I never met my grandfather, my father’s father. He hailed from County Cork, Ireland, but was murdered here in the U.S. when my dad was just seven years old. They found his body floating in the Hudson River.
I didn’t know that until I was an adult. I chastised my father for never telling me about his father and he, the typical Irishman, replied, “You never asked.”
I imagine my father’s love for all things Irish, and his delightful gift of storytelling came from his father, who worked in a cemetery and dug graves.
My dad could keep a table full of guests enthralled and laughing for hours or enchant them with stories of his dad bringing home old wood, possibly old caskets, for the wood stove and my grandmother throwing him and the wood out the door.
She’d rather be cold than warm the house with wood from someone’s casket, she would say. It was bad luck, and might bring the devil down on the house!
My father spent a lifetime saving money to visit his father’s Ireland, and when he did, he came back elated, except for one thing. He had lost a roll of film from Blarney Castle because of the shenanigans of a leprechaun he had the unexpected pleasure of meeting.

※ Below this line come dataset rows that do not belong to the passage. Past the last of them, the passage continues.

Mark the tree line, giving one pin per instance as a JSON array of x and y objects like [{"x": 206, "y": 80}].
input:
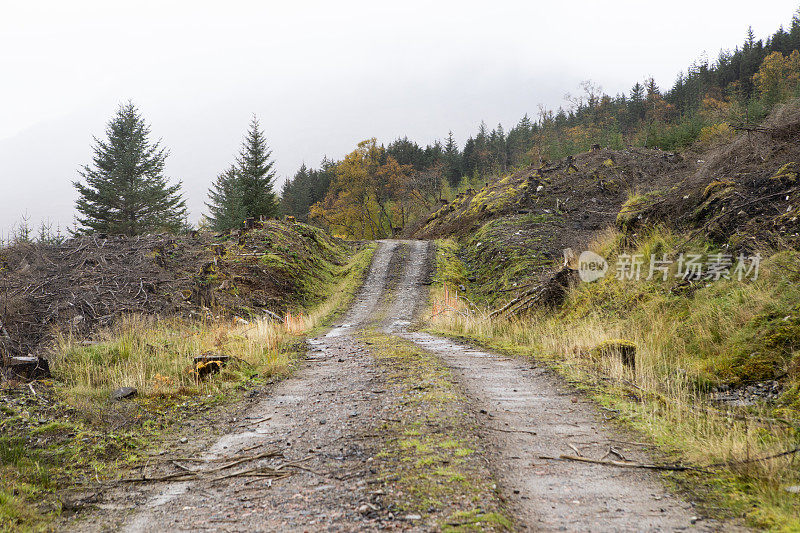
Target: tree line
[
  {"x": 740, "y": 86},
  {"x": 376, "y": 189},
  {"x": 124, "y": 190}
]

He had gone to a dinner, complete with lively Irish music, in Blarney Castle with my uncle, Donald, and stepped outside for a breath of air. There, at the bottom of the steps, was an unusually small man with an equally unusual appearance.
My dad struck up a conversation with the visitor, who at some point offered my dad a pipe. Not being a smoker, my dad turned him down but asked if he could take his photo instead. They were having a grand ol’ time, each with their own unique gift of gab, and he wanted a keepsake of their time together.

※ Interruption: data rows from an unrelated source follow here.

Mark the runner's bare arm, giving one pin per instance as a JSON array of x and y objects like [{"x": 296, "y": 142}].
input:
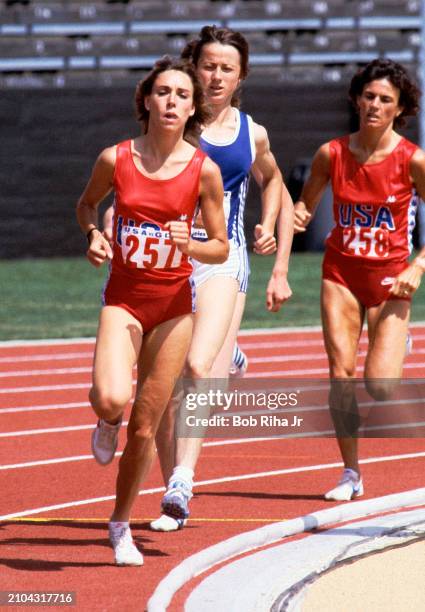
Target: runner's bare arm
[
  {"x": 216, "y": 248},
  {"x": 408, "y": 281},
  {"x": 269, "y": 179},
  {"x": 97, "y": 188},
  {"x": 278, "y": 289},
  {"x": 313, "y": 189}
]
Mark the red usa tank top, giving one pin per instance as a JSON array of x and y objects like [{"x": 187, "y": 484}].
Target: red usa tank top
[
  {"x": 142, "y": 247},
  {"x": 374, "y": 205}
]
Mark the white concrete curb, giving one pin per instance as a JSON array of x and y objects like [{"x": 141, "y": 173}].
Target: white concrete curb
[{"x": 207, "y": 558}]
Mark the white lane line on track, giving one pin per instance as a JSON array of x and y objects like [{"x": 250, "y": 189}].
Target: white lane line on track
[
  {"x": 46, "y": 357},
  {"x": 58, "y": 405},
  {"x": 305, "y": 373},
  {"x": 313, "y": 371},
  {"x": 224, "y": 479},
  {"x": 245, "y": 333},
  {"x": 33, "y": 432},
  {"x": 47, "y": 372},
  {"x": 263, "y": 411},
  {"x": 42, "y": 388},
  {"x": 280, "y": 358},
  {"x": 307, "y": 343},
  {"x": 67, "y": 406}
]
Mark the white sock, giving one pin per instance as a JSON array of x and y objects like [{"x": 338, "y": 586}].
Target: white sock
[
  {"x": 352, "y": 473},
  {"x": 184, "y": 473},
  {"x": 118, "y": 525}
]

The wizened man smiled, so my dad snapped his picture. When he lowered the camera, the little man was gone. But there, on the steps, was a shillelagh. My dad brought it home with him.
When my father took the role of film to be developed, it was blank, so his trip to Blarney Castle was something for which he would have to rely on memory. When he died, I inherited the shillelagh.
Today I’m making our corned beef and cabbage dinner that we couldn’t have yesterday. I can just imagine dad sitting in the living room recliner, appreciating the aroma while enjoying a cup of coffee, followed by “just a half-
cup” so as not to spoil dinner.
He would be carefully perusing the Sunday paper or enjoying the latest in British comedies, his shillelagh resting
in the corner of the room.
Miss you dad. I hope you and Uncle Donald are celebrating with the angels.